9. It seems to me that the Act has provided a summary procedure for recovery of any amount which is found due from a contractor of the Town Area Committee by investing the Magistrate with powers of executing the writ of demand in a rough and ready manner. Clause (2) of Section 34 indicates the nature of jurisdiction of the Magistrate namely that the attachment and sale shall be made in the same manper as attachment and sale of movable and immovable .property and execution of a decree of a civil court. Thus, from a perusal of the plain language of the section it is manifest that the Magistrate is merely an executing agency and cannot go behind the writ of demand issued to him for execution. The Magistrate to whom the writ of demand is sent is not at all competent to enter into the merits of the dues found or assessed against a contractor by the Town Area Committee on the same principle as an executing Court cannot go behind a decree. The Magistrate's limited jurisdiction is merely to realize the amount as provided for in the procedure laid down by this section. This intention of the statute is further reinforced by the proviso to Sub-section (3) of Section 34 of the Act which gives a person a right to go the civil court where he disputes his liability to pay the amount due. The proviso, therefore, completely excludes the Magistrate from questioning the validity of the writ of demand and debars him from an inquiry into the merits of the amount due assessed by the Town Area Committee.

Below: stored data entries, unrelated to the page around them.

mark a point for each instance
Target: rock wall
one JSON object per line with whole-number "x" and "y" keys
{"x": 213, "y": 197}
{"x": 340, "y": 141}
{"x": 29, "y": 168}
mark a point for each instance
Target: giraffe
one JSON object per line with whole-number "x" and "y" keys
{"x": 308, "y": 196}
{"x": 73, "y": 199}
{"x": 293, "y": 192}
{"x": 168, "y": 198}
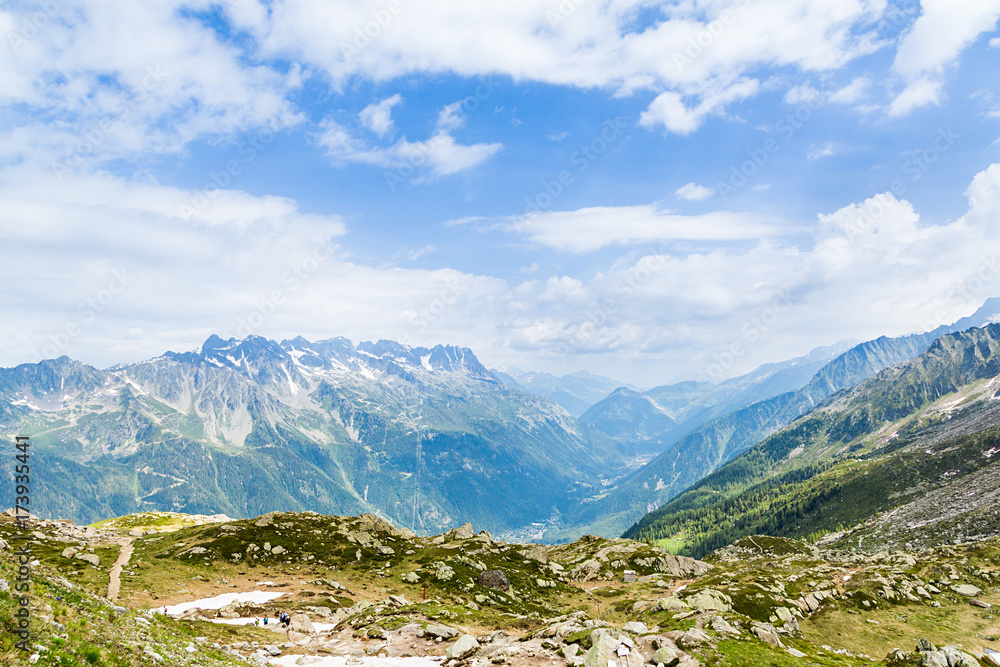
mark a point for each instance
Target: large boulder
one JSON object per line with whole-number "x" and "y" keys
{"x": 495, "y": 579}
{"x": 710, "y": 599}
{"x": 668, "y": 656}
{"x": 536, "y": 552}
{"x": 463, "y": 647}
{"x": 464, "y": 532}
{"x": 604, "y": 651}
{"x": 93, "y": 559}
{"x": 440, "y": 631}
{"x": 301, "y": 623}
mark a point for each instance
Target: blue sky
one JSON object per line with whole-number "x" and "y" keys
{"x": 640, "y": 189}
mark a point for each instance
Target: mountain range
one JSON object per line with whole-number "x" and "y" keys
{"x": 908, "y": 457}
{"x": 426, "y": 437}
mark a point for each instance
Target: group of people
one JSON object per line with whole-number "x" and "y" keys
{"x": 283, "y": 619}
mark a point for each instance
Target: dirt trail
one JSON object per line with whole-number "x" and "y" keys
{"x": 114, "y": 576}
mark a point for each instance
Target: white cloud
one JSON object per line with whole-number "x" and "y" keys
{"x": 873, "y": 268}
{"x": 802, "y": 94}
{"x": 826, "y": 150}
{"x": 918, "y": 94}
{"x": 440, "y": 155}
{"x": 378, "y": 117}
{"x": 852, "y": 92}
{"x": 590, "y": 229}
{"x": 943, "y": 30}
{"x": 693, "y": 192}
{"x": 669, "y": 109}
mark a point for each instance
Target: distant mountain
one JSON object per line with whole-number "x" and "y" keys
{"x": 576, "y": 391}
{"x": 719, "y": 440}
{"x": 911, "y": 455}
{"x": 428, "y": 437}
{"x": 654, "y": 420}
{"x": 630, "y": 417}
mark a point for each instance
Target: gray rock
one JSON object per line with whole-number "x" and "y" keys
{"x": 464, "y": 532}
{"x": 670, "y": 603}
{"x": 710, "y": 599}
{"x": 957, "y": 658}
{"x": 93, "y": 559}
{"x": 934, "y": 659}
{"x": 766, "y": 633}
{"x": 442, "y": 631}
{"x": 723, "y": 626}
{"x": 495, "y": 579}
{"x": 536, "y": 552}
{"x": 602, "y": 652}
{"x": 693, "y": 638}
{"x": 463, "y": 647}
{"x": 667, "y": 656}
{"x": 635, "y": 628}
{"x": 301, "y": 623}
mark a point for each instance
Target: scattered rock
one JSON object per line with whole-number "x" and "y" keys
{"x": 463, "y": 647}
{"x": 464, "y": 532}
{"x": 635, "y": 628}
{"x": 536, "y": 552}
{"x": 442, "y": 631}
{"x": 495, "y": 579}
{"x": 723, "y": 626}
{"x": 301, "y": 623}
{"x": 93, "y": 559}
{"x": 710, "y": 600}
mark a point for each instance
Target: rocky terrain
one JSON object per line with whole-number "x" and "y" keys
{"x": 249, "y": 426}
{"x": 362, "y": 591}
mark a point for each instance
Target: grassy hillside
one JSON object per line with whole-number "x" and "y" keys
{"x": 912, "y": 432}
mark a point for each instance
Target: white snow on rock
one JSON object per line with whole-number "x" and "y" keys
{"x": 220, "y": 601}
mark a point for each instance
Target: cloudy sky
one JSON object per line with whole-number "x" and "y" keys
{"x": 635, "y": 188}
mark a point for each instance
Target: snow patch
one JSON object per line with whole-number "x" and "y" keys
{"x": 220, "y": 601}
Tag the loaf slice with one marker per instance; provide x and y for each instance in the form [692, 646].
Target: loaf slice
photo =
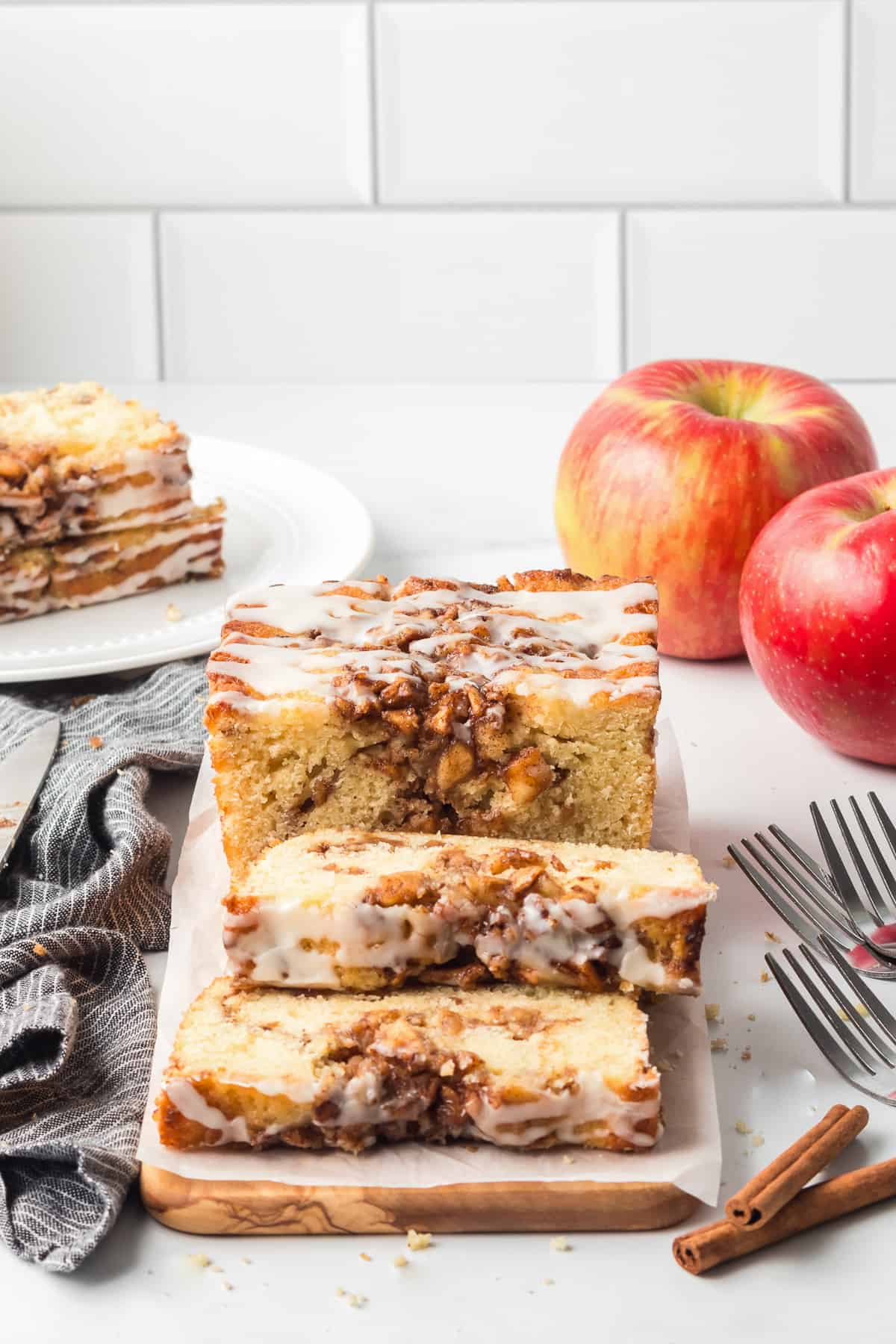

10. In the instant case, the learned Magistrate seems to have, by a process of fruitless imagination, constituted himself a Court of appeal against the writ of demand sent to him for execution. The Magistrate has undoubtedly transcended the limits of the powers conferred upon him by Section 34 of the Town Area Act. The writ of demand can be questioned only where there is an inherent lack of jurisdiction, for instance, where a writ of demand is issued for execution not against a contractor but against a person other than a contractor. Such, however, is not the case here. The language of the section is plain and unambiguous, and I do not see any reason why the learned Magistrate should have raised a useless controversy over the matter. I, therefore, agree with my learned brother that the order of the learned Magistrate in going into the merits of the writ of demand and striking out certain amounts of money on the ground of set off was not only unjustified but was in direct contravention of the clear and specific provisions of Section 34 of the Town Area Act. The reference in my opinion must, therefore, be accepted, the order of the Magistrate be set aside and the Magistrate be directed to proceed according to law, in the light of the aforesaid observations.